Moreover, to address the reviewer comment, we have highlighted the study limitations and the future works in Section 3.2. Preprocessing to address the reviewer comment. In the new version of the paper, major changes are highlighted in yellow.

“The coiflet mother wavelet order 3 (coif3) was used in this study as it is perfect for spiky artifact removal, which includes eye movements/blinks and muscular movements [58]. The universal threshold was used as the main thresholding method for this study [56,57]. ”

Comments 4: Incomplete model specification and suboptimal validation strategy: The manuscript lacks a detailed description of hyperparameter tuning, model selection criteria, and validation procedures. Robust cross‑validation schemes, nested tuning, or the use of an independent external test set are not reported, undermining confidence that the reported accuracies reflect generalizable performance rather than overfitting. Handling of class imbalance is not fully described.

Response 4: We thank the reviewer for pointing out the need for greater detail on our model specification and validation strategy, which is crucial for establishing model generalizability and confidence in the reported accuracy.

Our revised manuscript now provides the following clarifications:

1. Validation Strategy and Generalizability: We utilize a robust, subject-independent validation strategy. The dataset is split into an 80% portion for training/validation and a 20% portion reserved as a truly independent external test set.
2. Hyperparameter Tuning and Model Selection: The model selection criterion used throughout was the weighted F1-score to optimize performance across the multi-class problem.

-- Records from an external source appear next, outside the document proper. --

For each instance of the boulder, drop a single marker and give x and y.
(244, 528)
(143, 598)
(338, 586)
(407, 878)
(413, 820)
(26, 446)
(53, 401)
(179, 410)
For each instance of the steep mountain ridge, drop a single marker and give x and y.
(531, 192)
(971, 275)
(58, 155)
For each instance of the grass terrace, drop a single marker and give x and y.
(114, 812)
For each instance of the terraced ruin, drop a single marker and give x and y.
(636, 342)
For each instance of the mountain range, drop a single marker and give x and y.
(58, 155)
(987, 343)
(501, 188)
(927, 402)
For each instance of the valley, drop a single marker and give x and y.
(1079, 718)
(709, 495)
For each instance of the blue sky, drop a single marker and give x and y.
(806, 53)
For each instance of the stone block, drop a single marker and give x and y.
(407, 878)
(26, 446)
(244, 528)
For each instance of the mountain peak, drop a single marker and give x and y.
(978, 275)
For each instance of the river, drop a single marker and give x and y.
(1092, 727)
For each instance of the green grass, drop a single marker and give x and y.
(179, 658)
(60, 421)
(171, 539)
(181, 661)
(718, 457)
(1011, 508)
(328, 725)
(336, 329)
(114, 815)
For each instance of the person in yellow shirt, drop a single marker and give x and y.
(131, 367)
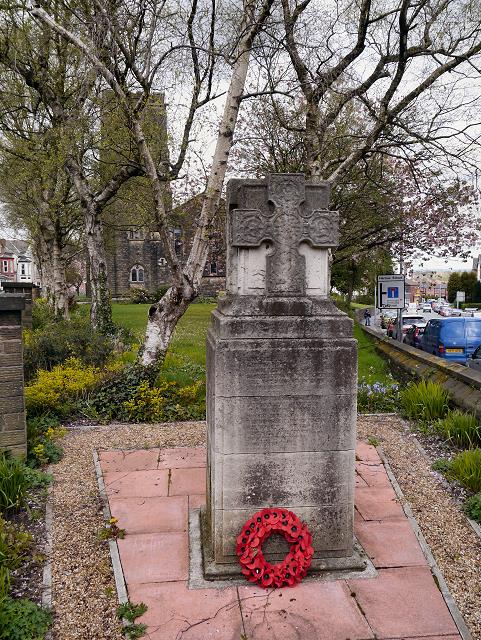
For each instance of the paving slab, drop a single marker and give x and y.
(137, 484)
(310, 610)
(401, 603)
(185, 482)
(154, 557)
(129, 460)
(175, 611)
(378, 503)
(390, 544)
(182, 457)
(151, 515)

Comments 6: Limited model interpretability and clinical translatability: Beyond summary performance metrics and a decision‑tree baseline, the study provides little analysis of feature importance, decision boundaries, or model uncertainty. These omissions impede clinical interpretability and challenge the potential for translation into practice or regulatory acceptance.

Response 6: We appreciate the reviewer’s insightful comment regarding the need for greater model interpretability and clinical translatability. We have made the necessary revisions to enhance the clarity and accessibility of our manuscript, ensuring it meets the needs of our diverse readership.

Comments 7: Statistical analysis omissions and multiple‑comparison concerns: The two‑way ANOVA and Pearson correlation analyses are presented without clear reporting of corrections for multiple comparisons, covariate adjustment (for small between‑group differences in age, sex, or vigilance), or methods to account for temporal autocorrelation introduced by epoching. These omissions increase the risk of type I error and confounding.

Response 7: We appreciate the reviewer's important points regarding the necessity of reporting effect sizes and applying multiple comparison corrections to prevent inflation.

Our revised analysis now incorporates these statistical recommendations:

1. Normality Assumption: We confirm that the Kolmogorov-Smirnov test was indeed used as a first step to determine the normality of the data for each group and recording region, as described in the methodology section.
2. Effect Size Reporting: We have calculated and included the appropriate effect sizes for both statistical sessions: For the two-way ANOVA, we report the main effects (group, brain lobes) and the interaction effect. This standardized measure indicates the proportion of total variance accounted for by each factor.

3.      Multiple Comparison Correction: Bonferroni adjustments were utilized for each relative power in multiple comparisons of the brain lobes [Tables 2,3,4,5 and 6].

Thank you once again for your valuable suggestions. We have made the necessary revisions to enhance the clarity and accessibility of our manuscript, ensuring it meets the needs of our diverse readership.